A marketing internship at Hawaii Community Federal Credit Union turned into Hawaii County’s top private-sector internship honor for Sean Kobayashi, a recognition that highlights how small local placements can become a direct route into Hawaii Island’s workforce. Kobayashi, who worked with HCFCU in 2025 while studying at the University of Hawaii at Mānoa, was named Hawaii County Intern of the Year in the private sector category at the 2026 Hawaii Internship Summit.
HCFCU said Kobayashi joined its Marketing Department in the latter part of 2025 and helped with projects that reached well beyond routine office work. His responsibilities included a comprehensive review of the credit union’s online reputation and digital presence, work that matters in a banking environment where search results, reviews and online trust can shape whether members feel confident opening an account, asking for help or staying with a local institution. He also supported marketing operations, creative projects, updates to member resources and community-focused efforts across departments.

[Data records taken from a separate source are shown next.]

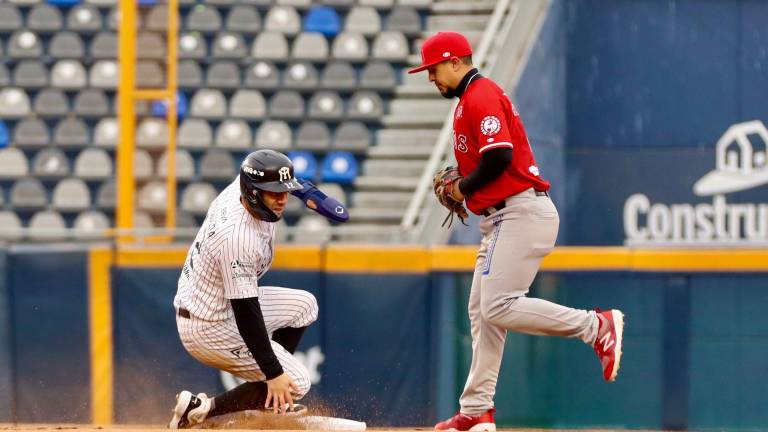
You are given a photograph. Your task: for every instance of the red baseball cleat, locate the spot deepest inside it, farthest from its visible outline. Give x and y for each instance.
(608, 343)
(463, 422)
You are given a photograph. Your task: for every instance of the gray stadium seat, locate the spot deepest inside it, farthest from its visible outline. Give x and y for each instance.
(93, 164)
(204, 19)
(30, 74)
(84, 18)
(10, 18)
(24, 44)
(50, 163)
(282, 19)
(189, 74)
(350, 46)
(244, 19)
(365, 105)
(223, 74)
(363, 19)
(185, 165)
(301, 75)
(286, 104)
(152, 133)
(13, 163)
(91, 103)
(71, 195)
(274, 135)
(104, 74)
(378, 76)
(310, 46)
(71, 132)
(229, 45)
(326, 105)
(197, 197)
(44, 18)
(270, 46)
(195, 134)
(262, 75)
(104, 46)
(105, 133)
(66, 45)
(208, 103)
(339, 76)
(28, 193)
(14, 103)
(313, 135)
(247, 104)
(31, 132)
(68, 74)
(47, 225)
(233, 134)
(391, 45)
(352, 136)
(217, 165)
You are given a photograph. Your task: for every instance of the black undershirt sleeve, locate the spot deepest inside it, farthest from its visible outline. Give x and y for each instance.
(250, 324)
(492, 165)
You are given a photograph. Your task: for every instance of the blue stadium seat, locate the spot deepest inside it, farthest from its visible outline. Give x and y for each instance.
(322, 19)
(339, 167)
(304, 164)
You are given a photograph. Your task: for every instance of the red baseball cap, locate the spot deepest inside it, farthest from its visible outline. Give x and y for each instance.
(442, 47)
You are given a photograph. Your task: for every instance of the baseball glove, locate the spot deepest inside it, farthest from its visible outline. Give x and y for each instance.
(444, 182)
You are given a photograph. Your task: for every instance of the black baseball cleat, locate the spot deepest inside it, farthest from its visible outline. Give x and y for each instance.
(189, 410)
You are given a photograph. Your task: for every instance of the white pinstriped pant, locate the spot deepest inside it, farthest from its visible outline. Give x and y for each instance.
(219, 344)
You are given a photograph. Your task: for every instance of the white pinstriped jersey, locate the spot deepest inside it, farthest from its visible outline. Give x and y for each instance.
(230, 252)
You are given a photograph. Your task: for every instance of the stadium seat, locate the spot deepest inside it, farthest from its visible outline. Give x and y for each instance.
(233, 134)
(365, 105)
(217, 165)
(71, 195)
(287, 104)
(322, 19)
(105, 133)
(13, 163)
(304, 164)
(93, 164)
(262, 75)
(28, 194)
(313, 135)
(282, 19)
(66, 45)
(274, 134)
(310, 46)
(14, 103)
(302, 75)
(91, 103)
(352, 136)
(197, 197)
(270, 46)
(31, 132)
(339, 167)
(364, 20)
(244, 19)
(350, 46)
(247, 104)
(71, 132)
(195, 134)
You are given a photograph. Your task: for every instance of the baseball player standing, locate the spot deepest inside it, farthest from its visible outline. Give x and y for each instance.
(498, 178)
(225, 319)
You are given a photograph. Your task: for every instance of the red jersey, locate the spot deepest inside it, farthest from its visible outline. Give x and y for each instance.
(486, 119)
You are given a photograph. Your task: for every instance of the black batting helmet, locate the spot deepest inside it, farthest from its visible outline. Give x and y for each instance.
(266, 170)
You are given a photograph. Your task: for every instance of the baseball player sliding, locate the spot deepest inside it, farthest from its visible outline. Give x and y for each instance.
(225, 319)
(498, 178)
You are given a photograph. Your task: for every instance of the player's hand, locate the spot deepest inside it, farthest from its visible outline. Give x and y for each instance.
(280, 392)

That mix of assignments makes Kobayashi’s recognition especially relevant for Hawaii County, where employers have long tried to turn internships into job pipelines that keep younger workers close to home. HCFCU said Kobayashi had previously been involved in its youth programs before becoming an intern, giving his path a clear progression from student participant to staff contributor. The credit union’s branches in Hilo, Honokaa, Kailua-Kona, Kaloko, Kealakekua and Kohala, along with Student Credit Unions at Hilo, Honokaa, Kealakehe, Kohala and Konawaena high schools, show how deeply the institution is embedded in local schools and neighborhoods.

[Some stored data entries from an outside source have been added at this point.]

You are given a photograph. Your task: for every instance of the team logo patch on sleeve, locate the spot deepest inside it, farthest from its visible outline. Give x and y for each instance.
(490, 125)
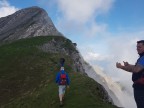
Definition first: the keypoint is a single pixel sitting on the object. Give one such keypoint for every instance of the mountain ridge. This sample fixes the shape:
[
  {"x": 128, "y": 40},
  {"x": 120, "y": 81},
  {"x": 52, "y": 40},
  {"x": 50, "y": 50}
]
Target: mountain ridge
[{"x": 32, "y": 21}]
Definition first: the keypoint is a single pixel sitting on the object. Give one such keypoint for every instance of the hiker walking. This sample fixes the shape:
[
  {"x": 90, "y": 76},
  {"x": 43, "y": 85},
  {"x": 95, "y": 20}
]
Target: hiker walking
[
  {"x": 63, "y": 81},
  {"x": 62, "y": 61},
  {"x": 137, "y": 71}
]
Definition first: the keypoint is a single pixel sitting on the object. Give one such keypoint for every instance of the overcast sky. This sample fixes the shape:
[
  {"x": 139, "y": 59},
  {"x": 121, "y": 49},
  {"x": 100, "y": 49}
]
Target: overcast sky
[{"x": 105, "y": 31}]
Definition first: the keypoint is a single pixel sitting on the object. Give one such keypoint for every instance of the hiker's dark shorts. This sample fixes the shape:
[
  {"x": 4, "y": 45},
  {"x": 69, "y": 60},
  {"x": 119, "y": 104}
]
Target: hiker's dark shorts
[
  {"x": 139, "y": 98},
  {"x": 62, "y": 89}
]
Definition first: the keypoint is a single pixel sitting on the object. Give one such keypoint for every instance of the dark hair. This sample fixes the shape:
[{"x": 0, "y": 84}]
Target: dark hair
[{"x": 141, "y": 41}]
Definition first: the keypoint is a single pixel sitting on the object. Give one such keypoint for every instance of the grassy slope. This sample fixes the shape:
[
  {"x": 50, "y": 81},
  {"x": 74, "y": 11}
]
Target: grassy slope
[{"x": 27, "y": 79}]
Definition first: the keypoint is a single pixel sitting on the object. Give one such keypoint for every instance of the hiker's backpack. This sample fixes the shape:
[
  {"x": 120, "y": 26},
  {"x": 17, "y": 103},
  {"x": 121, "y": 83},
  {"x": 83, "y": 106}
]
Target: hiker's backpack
[{"x": 63, "y": 79}]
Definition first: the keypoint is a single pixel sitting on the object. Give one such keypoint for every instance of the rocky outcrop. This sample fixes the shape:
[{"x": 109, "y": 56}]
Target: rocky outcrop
[{"x": 29, "y": 22}]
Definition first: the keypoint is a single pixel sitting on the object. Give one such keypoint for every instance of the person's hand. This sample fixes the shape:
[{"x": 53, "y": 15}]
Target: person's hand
[
  {"x": 118, "y": 65},
  {"x": 125, "y": 63}
]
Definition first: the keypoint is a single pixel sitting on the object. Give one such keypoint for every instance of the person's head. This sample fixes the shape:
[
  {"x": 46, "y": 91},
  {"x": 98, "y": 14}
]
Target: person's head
[{"x": 140, "y": 46}]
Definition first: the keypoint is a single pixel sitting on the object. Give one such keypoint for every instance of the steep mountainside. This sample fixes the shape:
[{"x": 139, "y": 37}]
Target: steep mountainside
[
  {"x": 27, "y": 76},
  {"x": 29, "y": 22},
  {"x": 30, "y": 49}
]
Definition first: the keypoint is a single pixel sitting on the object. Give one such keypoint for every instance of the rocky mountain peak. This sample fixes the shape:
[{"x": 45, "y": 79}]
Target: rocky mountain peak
[{"x": 28, "y": 22}]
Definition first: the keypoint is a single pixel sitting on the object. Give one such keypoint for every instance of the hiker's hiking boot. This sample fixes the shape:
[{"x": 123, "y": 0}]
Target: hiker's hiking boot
[{"x": 61, "y": 103}]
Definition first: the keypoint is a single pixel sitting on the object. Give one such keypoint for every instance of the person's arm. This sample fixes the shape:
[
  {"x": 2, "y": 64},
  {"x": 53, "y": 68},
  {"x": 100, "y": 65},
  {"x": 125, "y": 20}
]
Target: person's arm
[{"x": 130, "y": 68}]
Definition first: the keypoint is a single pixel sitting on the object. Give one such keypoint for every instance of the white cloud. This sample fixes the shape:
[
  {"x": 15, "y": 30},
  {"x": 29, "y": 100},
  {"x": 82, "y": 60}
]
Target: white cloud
[
  {"x": 78, "y": 16},
  {"x": 6, "y": 9},
  {"x": 82, "y": 11}
]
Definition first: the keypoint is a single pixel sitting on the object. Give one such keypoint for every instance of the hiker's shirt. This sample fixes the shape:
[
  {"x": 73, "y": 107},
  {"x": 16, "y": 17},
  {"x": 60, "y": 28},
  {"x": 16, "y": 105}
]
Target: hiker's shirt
[{"x": 138, "y": 78}]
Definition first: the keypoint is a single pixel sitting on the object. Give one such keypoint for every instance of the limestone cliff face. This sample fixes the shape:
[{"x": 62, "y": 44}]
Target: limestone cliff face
[{"x": 29, "y": 22}]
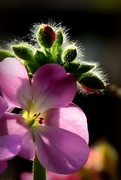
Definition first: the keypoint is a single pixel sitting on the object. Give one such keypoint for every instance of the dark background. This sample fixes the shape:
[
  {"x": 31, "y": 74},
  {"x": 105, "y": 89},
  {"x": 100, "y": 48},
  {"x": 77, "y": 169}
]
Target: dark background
[{"x": 97, "y": 26}]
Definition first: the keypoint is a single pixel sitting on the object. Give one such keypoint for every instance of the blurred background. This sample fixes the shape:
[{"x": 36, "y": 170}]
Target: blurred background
[{"x": 97, "y": 26}]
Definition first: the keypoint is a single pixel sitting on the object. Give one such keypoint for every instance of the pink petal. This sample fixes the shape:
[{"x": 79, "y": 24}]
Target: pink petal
[
  {"x": 70, "y": 118},
  {"x": 3, "y": 106},
  {"x": 14, "y": 124},
  {"x": 27, "y": 151},
  {"x": 3, "y": 166},
  {"x": 52, "y": 87},
  {"x": 10, "y": 145},
  {"x": 60, "y": 151},
  {"x": 14, "y": 82}
]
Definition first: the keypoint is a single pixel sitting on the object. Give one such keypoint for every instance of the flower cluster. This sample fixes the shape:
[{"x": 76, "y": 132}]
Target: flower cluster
[
  {"x": 42, "y": 82},
  {"x": 52, "y": 44}
]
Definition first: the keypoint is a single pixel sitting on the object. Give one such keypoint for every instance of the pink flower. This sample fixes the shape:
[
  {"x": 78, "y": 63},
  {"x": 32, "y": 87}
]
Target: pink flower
[
  {"x": 53, "y": 128},
  {"x": 10, "y": 145}
]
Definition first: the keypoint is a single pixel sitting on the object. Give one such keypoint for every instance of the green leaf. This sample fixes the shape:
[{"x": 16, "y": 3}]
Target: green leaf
[
  {"x": 5, "y": 53},
  {"x": 24, "y": 51}
]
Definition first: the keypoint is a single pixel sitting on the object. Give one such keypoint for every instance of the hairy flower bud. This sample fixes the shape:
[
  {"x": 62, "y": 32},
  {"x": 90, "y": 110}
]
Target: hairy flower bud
[
  {"x": 5, "y": 53},
  {"x": 69, "y": 54},
  {"x": 92, "y": 83},
  {"x": 46, "y": 36},
  {"x": 24, "y": 51},
  {"x": 40, "y": 58},
  {"x": 59, "y": 38}
]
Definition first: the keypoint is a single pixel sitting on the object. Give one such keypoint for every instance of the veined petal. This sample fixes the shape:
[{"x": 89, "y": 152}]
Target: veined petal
[
  {"x": 3, "y": 166},
  {"x": 14, "y": 124},
  {"x": 70, "y": 118},
  {"x": 14, "y": 82},
  {"x": 10, "y": 146},
  {"x": 60, "y": 151},
  {"x": 52, "y": 87},
  {"x": 3, "y": 106}
]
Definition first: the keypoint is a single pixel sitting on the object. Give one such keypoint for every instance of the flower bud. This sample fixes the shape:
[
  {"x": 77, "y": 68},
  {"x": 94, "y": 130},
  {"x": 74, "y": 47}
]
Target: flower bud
[
  {"x": 59, "y": 38},
  {"x": 91, "y": 83},
  {"x": 5, "y": 53},
  {"x": 69, "y": 54},
  {"x": 24, "y": 51},
  {"x": 46, "y": 36},
  {"x": 79, "y": 67},
  {"x": 40, "y": 58}
]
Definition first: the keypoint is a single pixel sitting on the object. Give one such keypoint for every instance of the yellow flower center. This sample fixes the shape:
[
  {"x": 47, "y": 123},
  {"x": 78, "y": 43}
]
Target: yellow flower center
[{"x": 31, "y": 117}]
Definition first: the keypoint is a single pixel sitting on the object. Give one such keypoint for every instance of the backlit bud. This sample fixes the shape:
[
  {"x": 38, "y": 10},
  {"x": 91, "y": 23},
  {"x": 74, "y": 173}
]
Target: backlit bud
[
  {"x": 91, "y": 83},
  {"x": 46, "y": 36},
  {"x": 24, "y": 51},
  {"x": 69, "y": 54},
  {"x": 5, "y": 53}
]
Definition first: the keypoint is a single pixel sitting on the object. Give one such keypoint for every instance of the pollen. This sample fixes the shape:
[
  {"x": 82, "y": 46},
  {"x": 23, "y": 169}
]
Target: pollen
[{"x": 41, "y": 120}]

The award was presented at the first statewide Hawaii Internship Summit, held March 4 at the Japanese Cultural Center of Hawaii in Honolulu from 8:30 a.m. to 3 p.m. Organized as a joint initiative led by the Workforce Development Council and the Hawaii Employers Council, with support from the Department of Labor and Industrial Relations Workforce Development Division, the Hawaii Department of Education and Hawaii P-20 Partnerships for Education, the summit carried the theme “From Internship to Impact: Building Hawai‘i’s Future Workforce.” It also included the first Hawaii Internship Excellence Awards, designed to showcase internships that lead to employment, economic mobility and local talent retention.

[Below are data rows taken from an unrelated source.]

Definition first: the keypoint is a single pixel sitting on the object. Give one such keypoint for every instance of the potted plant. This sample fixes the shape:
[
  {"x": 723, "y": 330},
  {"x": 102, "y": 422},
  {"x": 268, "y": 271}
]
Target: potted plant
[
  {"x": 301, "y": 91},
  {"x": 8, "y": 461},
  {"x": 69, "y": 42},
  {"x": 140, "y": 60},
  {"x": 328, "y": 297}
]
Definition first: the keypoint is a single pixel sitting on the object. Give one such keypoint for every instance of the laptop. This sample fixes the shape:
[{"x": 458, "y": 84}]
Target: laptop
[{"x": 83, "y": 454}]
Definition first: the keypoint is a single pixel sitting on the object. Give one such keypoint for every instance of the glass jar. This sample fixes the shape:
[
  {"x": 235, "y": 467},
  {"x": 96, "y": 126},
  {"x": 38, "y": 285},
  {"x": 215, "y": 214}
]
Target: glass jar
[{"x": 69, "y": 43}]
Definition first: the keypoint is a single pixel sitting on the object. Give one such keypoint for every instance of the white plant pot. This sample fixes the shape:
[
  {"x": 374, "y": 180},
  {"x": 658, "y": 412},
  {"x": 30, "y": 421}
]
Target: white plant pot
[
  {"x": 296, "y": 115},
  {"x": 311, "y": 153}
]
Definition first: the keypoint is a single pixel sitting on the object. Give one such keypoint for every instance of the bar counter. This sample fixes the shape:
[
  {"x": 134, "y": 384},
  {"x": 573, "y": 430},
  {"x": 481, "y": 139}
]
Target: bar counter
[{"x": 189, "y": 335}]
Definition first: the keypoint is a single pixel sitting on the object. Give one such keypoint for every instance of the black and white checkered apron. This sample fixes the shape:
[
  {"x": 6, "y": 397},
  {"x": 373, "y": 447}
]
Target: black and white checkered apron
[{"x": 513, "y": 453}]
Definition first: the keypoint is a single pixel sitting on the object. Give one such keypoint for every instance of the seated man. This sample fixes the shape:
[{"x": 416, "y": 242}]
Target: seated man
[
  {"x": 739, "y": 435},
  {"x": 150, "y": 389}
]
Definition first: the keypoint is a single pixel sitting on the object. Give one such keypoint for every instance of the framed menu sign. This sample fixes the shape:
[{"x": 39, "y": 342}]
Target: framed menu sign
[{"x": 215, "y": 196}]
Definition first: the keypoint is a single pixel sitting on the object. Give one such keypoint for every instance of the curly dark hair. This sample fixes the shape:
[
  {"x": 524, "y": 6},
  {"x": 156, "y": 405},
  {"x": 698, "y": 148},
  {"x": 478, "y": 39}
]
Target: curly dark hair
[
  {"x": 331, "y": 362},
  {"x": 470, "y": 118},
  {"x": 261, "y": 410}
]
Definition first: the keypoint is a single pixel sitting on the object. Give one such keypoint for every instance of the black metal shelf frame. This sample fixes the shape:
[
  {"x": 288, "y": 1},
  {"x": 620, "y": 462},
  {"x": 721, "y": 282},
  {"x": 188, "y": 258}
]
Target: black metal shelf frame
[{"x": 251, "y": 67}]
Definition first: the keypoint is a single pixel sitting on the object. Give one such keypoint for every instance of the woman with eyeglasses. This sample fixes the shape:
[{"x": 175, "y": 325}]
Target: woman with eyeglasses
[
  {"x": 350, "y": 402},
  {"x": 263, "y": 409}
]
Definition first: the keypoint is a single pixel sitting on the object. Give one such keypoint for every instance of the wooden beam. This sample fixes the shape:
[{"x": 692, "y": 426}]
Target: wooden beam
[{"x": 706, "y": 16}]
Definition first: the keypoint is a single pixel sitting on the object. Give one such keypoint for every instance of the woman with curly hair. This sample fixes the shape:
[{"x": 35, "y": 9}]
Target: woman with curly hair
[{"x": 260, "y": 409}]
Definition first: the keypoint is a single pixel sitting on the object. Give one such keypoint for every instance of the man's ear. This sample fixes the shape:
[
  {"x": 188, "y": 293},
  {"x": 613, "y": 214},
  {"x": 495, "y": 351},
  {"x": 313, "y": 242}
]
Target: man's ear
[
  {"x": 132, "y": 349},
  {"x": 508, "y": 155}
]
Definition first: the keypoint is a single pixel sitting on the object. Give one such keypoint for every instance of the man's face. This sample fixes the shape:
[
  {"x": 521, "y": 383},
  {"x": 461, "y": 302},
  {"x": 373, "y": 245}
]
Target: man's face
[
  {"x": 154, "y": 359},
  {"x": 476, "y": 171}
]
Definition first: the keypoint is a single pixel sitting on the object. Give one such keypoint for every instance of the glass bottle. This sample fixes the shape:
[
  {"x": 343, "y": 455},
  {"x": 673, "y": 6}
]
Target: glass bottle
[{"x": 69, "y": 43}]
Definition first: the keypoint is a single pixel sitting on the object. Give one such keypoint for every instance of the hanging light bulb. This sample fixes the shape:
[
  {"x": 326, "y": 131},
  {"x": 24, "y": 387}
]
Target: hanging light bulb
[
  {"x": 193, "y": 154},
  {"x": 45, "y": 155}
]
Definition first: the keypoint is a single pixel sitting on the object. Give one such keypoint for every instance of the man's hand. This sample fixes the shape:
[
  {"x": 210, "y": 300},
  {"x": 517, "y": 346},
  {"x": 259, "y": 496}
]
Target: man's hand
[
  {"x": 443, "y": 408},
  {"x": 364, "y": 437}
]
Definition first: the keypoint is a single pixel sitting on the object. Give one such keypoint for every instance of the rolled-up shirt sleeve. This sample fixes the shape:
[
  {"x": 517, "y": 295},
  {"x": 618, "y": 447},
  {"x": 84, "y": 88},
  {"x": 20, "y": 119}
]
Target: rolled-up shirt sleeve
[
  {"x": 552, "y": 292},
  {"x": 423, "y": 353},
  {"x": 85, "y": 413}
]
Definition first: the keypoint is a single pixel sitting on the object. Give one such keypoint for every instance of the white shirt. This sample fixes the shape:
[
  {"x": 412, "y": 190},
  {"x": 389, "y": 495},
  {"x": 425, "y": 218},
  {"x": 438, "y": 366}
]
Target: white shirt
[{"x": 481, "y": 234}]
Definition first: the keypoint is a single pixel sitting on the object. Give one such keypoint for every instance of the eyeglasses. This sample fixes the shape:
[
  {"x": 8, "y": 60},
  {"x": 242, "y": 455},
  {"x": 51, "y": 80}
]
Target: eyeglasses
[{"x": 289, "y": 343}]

At HCFCU, the recognition also carries institutional weight. Marketing manager Nellie Medeiros, who has worked at the credit union since 1973 and received the Kona-Kohala Chamber of Commerce’s Lifetime Achievement Award in 2024 for a 51-year career that began as a teller, has spent decades watching local talent grow inside the organization. Kobayashi’s award points to the same lesson: when Big Island employers give students real responsibility, they can create a reason for them to return, stay and build careers in Hawaii County.